Pas d'autre voie de salut pour Antilles Télévision que celle du plan de continuation. Dans le cas contraire, il ne restera que l'option de la liquidation pure et simple. C'est ce qu'a décidé le Conseil supérieur de l'audiovisuel (CSA), en rejetant la semaine dernière les deux offres des repreneurs potentiels.
Le projet de la SAS HRTV, porté par Jean-Claude Asselin de Beauville, n'a même pas été étudié, apprend-on de source proche du dossier. Argument avancé : « la structure économique ne serait pas encore montée juridiquement » . Bien qu'il se refuse à tout commentaire, Jean-Claude Asselin de Beauville lâche toutefois : « Nous avions déjà déposé les fonds chez le notaire, et le CSA le savait.

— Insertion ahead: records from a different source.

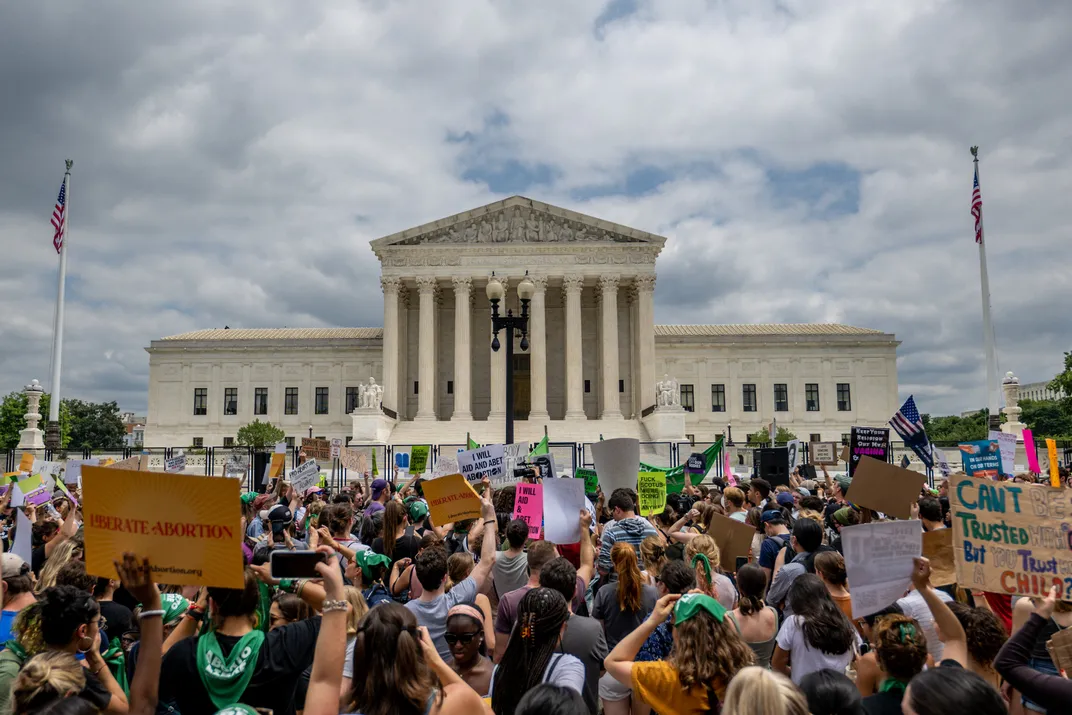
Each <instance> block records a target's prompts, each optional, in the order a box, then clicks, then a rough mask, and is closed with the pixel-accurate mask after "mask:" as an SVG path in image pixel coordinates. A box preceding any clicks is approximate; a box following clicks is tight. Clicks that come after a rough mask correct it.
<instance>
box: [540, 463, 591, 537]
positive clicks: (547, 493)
mask: <svg viewBox="0 0 1072 715" xmlns="http://www.w3.org/2000/svg"><path fill="white" fill-rule="evenodd" d="M584 501H585V500H584V485H582V483H581V480H580V479H548V480H547V481H545V482H544V538H546V539H547V540H548V541H550V542H551V543H577V542H578V541H580V540H581V523H580V521H579V517H580V513H581V509H583V508H584ZM593 525H595V524H594V522H593Z"/></svg>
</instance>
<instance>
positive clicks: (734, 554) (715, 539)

Nous attendions juste de savoir si nous étions choisis pour les injecter dans le capital. »
Quant au projet de TraceTV-Outremer Telecom-Antenne Réunion, le plus abouti en terme de définition de ligne éditoriale, il ne correspondrait pas aux critères prévus par la loi sur l'audiovisuel de 1986...
Si cette nouvelle ouvre le champ à toutes les interprétations économiques et politiques, une chose est sûre : l'actionnaire principal, incarné par Yan Monplaisir, se retrouve seul en lice pour décider de l'avenir d'ATV. À une condition toutefois, il faudra qu'il puisse présenter ce plan de continuation lors de la prochaine audience du tribunal de commerce, le 26 août prochain. Ce plan devra ensuite être validé par les créanciers, ainsi que par le tribunal.
ATV pourrait trouver une autre issue en restructurant son capital et en intégrant de nouveaux partenaires. Associés qui seraient triés sur le volet par les actionnaires eux-mêmes.
Une façon de garder la main sur les futures décisions à la tête de la chaîne.